Kembali ke krisis kelebihan kapasitas baja global. Persoalan ini sudah menjadi atensi negara ASEAN.
Tanggal 22 Oktober 2020, forum ASEAN Iron & Steel Council (AISC) SEAISIÂ yang mewadahi asosiasi industri besi dan baja Asia Tenggara menyampaikan pernyataan bersama menyikapi krisis kelebihan kapasitas baja global. Sebagai informasi, Silmy Karim adalah Wakil Presiden AISC.
Mengutip laporan IISIA, Global Forum for Steel Excess Capacity (GFSEC) memperkirakan kelebihan kapasitas baja global mencapai 606 juta ton dan akan "terus memburuk sebagai akibat investasi yang dilakukan oleh produsen baja Tiongkok, baik investasi domestik maupun di negara lain, yang mendapatkan dukungan dari pemerintah Tiongkok."
Salah satu seruan AISC menyinggung masalah importasi produk baja. Mereka meminta pemerintah ASEAN mengkaji ulang kebijakan importasi besi baja.Â
Selain itu, industri pengguna baja diharapkan dapat memberi contoh dengan menggunakan produk baja lokal sepanjang isu kualitas, harga dan pengiriman tidak menjadi kendala. Dengan kata lain, isu masalah importasi baja sudah menjadi tantangan ke banyak negara selain Indonesia.
Industri Baja Amerika ingatkan Biden soal kebijakan tarif baja dan aluminium semasa Trump
Sama seperti Indonesia, produsen baja Amerika Serikat juga sama was-wasnya atas krisis kelebihan kapasitas baja global dan importasi produk baja yang masuk ke pasar domestik mereka.
Karena itu, pada 11 Januari 2021, produsen baja Amerika mengeluarkan pernyataan bersama yang meminta Presiden Joe Biden melanjutkan kebijakan tarif dan kuota impor baja dan aluminium semasa pemerintahan Donald Trump.

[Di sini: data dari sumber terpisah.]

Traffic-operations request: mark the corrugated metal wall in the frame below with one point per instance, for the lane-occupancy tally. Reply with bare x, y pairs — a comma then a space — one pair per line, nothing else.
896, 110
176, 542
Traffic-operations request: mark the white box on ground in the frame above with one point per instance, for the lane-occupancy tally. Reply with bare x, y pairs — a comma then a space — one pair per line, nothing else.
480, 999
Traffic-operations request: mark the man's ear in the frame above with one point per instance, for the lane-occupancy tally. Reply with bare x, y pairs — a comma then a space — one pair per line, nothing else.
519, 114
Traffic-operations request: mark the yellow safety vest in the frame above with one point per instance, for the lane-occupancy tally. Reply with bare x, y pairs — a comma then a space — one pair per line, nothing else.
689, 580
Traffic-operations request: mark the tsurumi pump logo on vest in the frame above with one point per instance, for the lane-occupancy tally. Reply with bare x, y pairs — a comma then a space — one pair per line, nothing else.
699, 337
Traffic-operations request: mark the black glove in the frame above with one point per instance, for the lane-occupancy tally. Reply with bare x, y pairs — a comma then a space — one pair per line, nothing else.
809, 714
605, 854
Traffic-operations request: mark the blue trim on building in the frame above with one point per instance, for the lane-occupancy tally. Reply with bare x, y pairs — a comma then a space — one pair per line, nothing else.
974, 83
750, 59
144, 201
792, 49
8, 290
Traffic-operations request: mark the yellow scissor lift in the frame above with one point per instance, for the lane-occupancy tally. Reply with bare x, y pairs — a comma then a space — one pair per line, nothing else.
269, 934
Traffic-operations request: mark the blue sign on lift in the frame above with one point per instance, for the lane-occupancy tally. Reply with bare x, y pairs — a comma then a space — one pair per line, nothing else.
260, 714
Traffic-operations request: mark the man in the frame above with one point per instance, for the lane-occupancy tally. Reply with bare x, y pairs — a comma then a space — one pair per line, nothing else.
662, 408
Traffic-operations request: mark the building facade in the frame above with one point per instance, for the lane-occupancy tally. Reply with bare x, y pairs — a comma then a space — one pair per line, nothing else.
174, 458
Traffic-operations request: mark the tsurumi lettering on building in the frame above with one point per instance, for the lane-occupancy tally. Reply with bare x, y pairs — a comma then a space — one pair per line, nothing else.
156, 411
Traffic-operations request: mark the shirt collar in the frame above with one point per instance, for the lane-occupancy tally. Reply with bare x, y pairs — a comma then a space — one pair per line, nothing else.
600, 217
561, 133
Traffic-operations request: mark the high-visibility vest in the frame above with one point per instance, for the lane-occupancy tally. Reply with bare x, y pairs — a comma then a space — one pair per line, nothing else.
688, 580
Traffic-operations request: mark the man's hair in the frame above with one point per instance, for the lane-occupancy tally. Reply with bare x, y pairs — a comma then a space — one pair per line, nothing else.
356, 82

Mereka yang memberikan pernyataan itu antara lain American Iron and Steel Institute (AISI), Steel Manufacturers Association (SMA), The United Steelworkers Union (USW), The Committee on Pipe and Tube Imports (CPTI) and American Institute of Steel Construction (AISC)
Untuk diketahui, kebijakan tarif dan kuota impor baja dan aluminium berlaku pada 2018 silam semasa Presiden Donald Trump. Tarif baja impor mencapai 25 persen, sedangkan aluminium mencapai 10 persen.
Mereka mengatakan bahwa "kelanjutan tarif dan kuota menjadi penting untuk memastikan kelangsungan industri baja lokal dalam menghadapi kelebihan kapasitas baja yang masif dan terus meningkat."